2.2 Distribution of a single attribute
2.2.1 dist plot
sns.distplot(tips['total_bill'])
sns.distplot(tips['total_bill'],kde = False)
Look at the picture and talk: The above picture shows that the total amount of consumption of customers in restaurants is mainly distributed within the range of 5-35.
2.2.2 count plot
sns.countplot(x = 'smoker', data = tips)
Look at the picture and talk: the above picture shows that there are more non-smokers than smokers in the restaurant
sns.countplot(x = 'size', data = tips)
Look at the picture and talk: the above picture shows that the total number of times 2 people come to the restaurant is more.
2.2.3 rug plot
sns.rugplot(tips['total_bill'])
Look at the picture and talk: The above picture shows the marginal distribution of the total dining consumption of customers on each value.
2.2.4 kde plot
sns.kdeplot(tips['total_bill'], shade=True)
Look at the picture and talk: KDE stands for Kernel Density Estimation, which also shows the statistical distribution of the value of each total consumption amount.
2.3 Correlation diagram of pairwise attributes
2.3.1 joint plot
sns.jointplot(x = 'total_bill', y = 'tip', data = tips)
Look at the picture and talk: the above picture shows that the main consumption level of customers is between 10-30 yuan, and at this time, the money corresponding to tipping the waiter is between 1-5 yuan.
sns.jointplot(x = 'total_bill', y = 'tip', data = tips ,kind = 'hex')
Another clear visualization, where the depth of color represents frequency.

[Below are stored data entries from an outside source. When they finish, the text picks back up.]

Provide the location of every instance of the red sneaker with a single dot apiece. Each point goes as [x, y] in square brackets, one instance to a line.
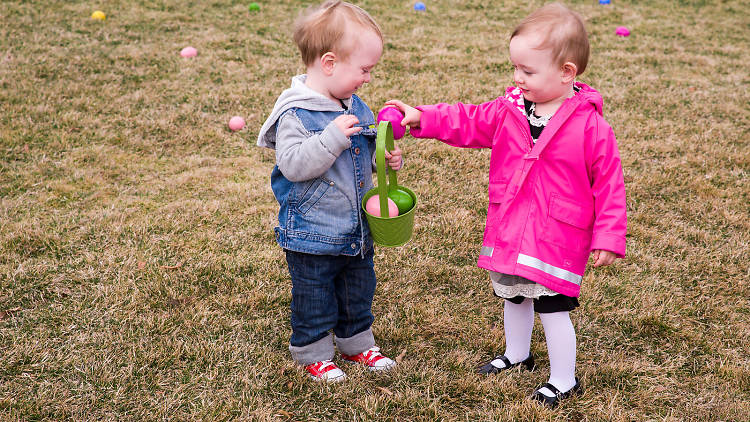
[325, 370]
[372, 359]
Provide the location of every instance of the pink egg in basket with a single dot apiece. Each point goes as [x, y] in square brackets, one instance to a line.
[373, 206]
[393, 115]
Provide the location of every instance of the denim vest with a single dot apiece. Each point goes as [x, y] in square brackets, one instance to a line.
[323, 216]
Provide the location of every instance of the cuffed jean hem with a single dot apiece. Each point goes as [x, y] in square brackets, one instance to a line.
[314, 352]
[357, 343]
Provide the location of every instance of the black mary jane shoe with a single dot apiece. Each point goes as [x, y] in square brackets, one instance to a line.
[552, 402]
[489, 368]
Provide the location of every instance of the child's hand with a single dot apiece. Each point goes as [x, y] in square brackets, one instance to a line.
[603, 258]
[394, 158]
[346, 123]
[412, 116]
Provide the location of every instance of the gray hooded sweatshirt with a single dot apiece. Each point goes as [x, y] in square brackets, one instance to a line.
[300, 155]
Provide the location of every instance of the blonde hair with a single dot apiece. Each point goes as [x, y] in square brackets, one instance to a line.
[565, 34]
[323, 28]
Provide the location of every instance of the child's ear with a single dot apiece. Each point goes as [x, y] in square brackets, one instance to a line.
[328, 62]
[569, 71]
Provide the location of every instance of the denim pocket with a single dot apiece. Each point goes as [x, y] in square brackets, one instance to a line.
[312, 194]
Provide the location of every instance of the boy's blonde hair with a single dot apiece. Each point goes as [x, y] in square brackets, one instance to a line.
[565, 34]
[324, 28]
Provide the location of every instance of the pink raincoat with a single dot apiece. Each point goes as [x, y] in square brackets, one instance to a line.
[552, 203]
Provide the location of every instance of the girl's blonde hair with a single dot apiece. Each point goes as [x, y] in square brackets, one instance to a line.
[565, 34]
[323, 28]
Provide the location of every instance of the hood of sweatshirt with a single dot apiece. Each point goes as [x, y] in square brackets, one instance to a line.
[298, 95]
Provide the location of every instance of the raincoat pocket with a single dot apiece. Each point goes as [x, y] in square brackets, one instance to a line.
[569, 224]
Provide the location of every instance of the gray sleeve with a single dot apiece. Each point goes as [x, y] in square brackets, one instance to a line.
[304, 156]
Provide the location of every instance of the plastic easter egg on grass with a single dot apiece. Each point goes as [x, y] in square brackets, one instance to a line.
[393, 115]
[188, 52]
[622, 31]
[403, 200]
[373, 206]
[236, 123]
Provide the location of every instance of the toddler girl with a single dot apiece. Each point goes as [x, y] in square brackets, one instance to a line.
[556, 189]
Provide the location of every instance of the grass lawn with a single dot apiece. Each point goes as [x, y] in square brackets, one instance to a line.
[139, 275]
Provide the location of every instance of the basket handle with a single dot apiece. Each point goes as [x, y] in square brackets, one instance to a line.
[383, 141]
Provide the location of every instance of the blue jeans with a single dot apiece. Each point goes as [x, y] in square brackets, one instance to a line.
[330, 292]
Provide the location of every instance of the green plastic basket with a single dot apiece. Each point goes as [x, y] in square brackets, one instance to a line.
[388, 231]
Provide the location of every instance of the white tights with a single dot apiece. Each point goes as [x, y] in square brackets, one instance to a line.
[561, 341]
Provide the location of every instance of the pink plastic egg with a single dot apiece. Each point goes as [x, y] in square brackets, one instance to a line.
[372, 206]
[622, 31]
[393, 115]
[236, 123]
[188, 52]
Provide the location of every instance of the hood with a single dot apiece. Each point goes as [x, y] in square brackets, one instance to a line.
[591, 95]
[297, 95]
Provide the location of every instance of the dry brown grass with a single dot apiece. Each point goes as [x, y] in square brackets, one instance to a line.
[139, 278]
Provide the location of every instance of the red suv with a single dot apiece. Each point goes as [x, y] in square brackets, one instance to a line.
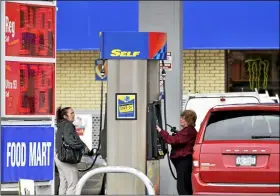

sns.jointplot(x = 'total_bill', y = 'tip', data = tips ,kind = 'reg')
Look at the picture and talk: By doing a simple regression line, it shows that the amount of the tip increases with the increase of the total bill amount.
sns.jointplot(x = 'total_bill', y = 'tip', data = tips ,kind = 'kde')
Another visual statistical chart: the darker an area is, the more frequencies it corresponds to.
2.3.2 box plot
sns.boxplot(x = 'day', y= 'total_bill', data = tips)
Look at the picture: The chart above shows that most bills are paid on Saturdays and Sundays.
sns.boxplot(x = 'day', y= 'total_bill', data = tips, hue = 'sex')
Look at the picture and talk: In the above chart, you can see that on Saturdays, women pay more than men.
2.3.3 violin plot
sns.violinplot(x = 'day', y= 'total_bill', data = tips)
Look at the picture and talk: voilin plot is very similar to box plot, but it combines box plot diagram and density trace.
sns.violinplot(x = 'day', y= 'total_bill', data = tips, hue = 'sex', split = True)
Look at the picture and talk: increase the gender distinction
2.3.4 strip plot
sns.stripplot(x = 'day', y = 'total_bill', data = tips)
Look at the picture and talk: This picture shows the scatter diagram of the total consumption of customers in the four days of Thursday, Friday, Saturday and Sunday.
sns.stripplot(x = 'day', y = 'total_bill', data = tips, jitter= True,hue = 'sex', dodge = True)
Look at the picture and talk: It is the same as the picture above, but the gender is differentiated.
2.3.5 swarm plot
sns.swarmplot(x = 'day', y = 'total_bill', data = tips)
Look at the picture and talk: Swarn plot is similar to stripplot, but the difference of Swarn plot is that it does not overlap data points.
2.3.6 factor plot
sns.factorplot(x = 'day', y = 'total_bill', kind = 'box', data = tips)
Look at the picture and talk: In the factorplot figure, you can give any graphics you need to display.